Content and Organization

Typical entries document agency rulemaking under authorities granted by statutes such as chapters of the District of Columbia Official Code and local acts passed by the Council of the District of Columbia. Content categories mirror administrative structures: rule proposals from the Department of Consumer and Regulatory Affairs (District of Columbia), licensing notices from the Office of the Tenant Advocate, environmental permits tied to the Department of Energy and Environment (District of Columbia), and procurement solicitations linked to the Metropolitan Washington Airports Authority or federal counterparts. Organization follows a consistent schema—headings for agency, subject, citation to enabling legislation, comment deadlines, and hearing schedules—with cross-references to adjudications at the Office of Administrative Hearings (District of Columbia) and case law from the Supreme Court of the United States when precedent is implicated.
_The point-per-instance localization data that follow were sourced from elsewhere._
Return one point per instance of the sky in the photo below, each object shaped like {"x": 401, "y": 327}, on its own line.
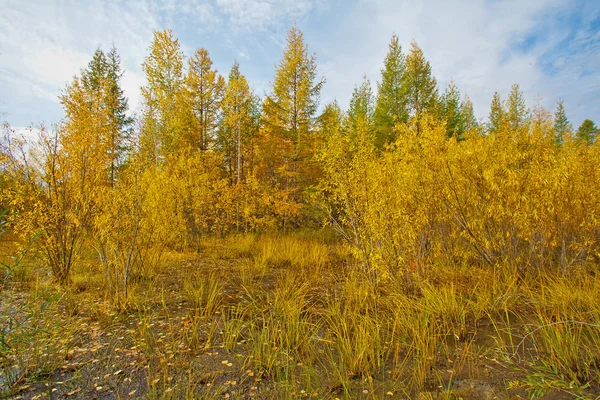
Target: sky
{"x": 551, "y": 48}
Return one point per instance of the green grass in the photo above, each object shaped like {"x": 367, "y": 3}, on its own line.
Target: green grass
{"x": 296, "y": 317}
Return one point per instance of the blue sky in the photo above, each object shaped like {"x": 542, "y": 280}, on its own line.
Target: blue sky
{"x": 550, "y": 47}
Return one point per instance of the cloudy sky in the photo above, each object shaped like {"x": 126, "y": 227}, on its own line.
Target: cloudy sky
{"x": 550, "y": 47}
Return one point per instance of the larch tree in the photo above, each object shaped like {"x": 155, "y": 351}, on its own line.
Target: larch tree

The Register operates under statutory and regulatory frameworks influenced by the Home Rule Act and local codification practices. Notices meet legal requirements for administrative procedure, affecting judicial review in forums such as the D.C. Court of Appeals and potentially the United States Court of Appeals for the District of Columbia Circuit. Practitioners cite Register entries when challenging agency action under doctrines developed in cases from the Supreme Court of the United States and the D.C. Circuit Court of Appeals, and legislative staff at the Council of the District of Columbia use the Register to track agency implementation of council acts. The document also functions in procurement protests before tribunals like the Government Accountability Office and in compliance matters involving federal partners such as the Department of Justice.

Impact and Criticism

The Register has been integral to transparency, informing journalists at outlets like the Washington Post, researchers at think tanks such as the Brookings Institution and Urban Institute, and advocacy groups including American Civil Liberties Union affiliates. Critics argue issues with timeliness, searchability, and accessibility mirror concerns raised about older publication models at the Government Printing Office and have prompted calls for modernization akin to initiatives by the Office of Management and Budget and open-data reforms championed by the Sunshine Act advocates. Debates continue among stakeholders—bar associations, academic institutions like the George Mason University Antonin Scalia Law School, and civic technologists—about balancing archival integrity with digital usability and integration with broader federal and municipal information infrastructures.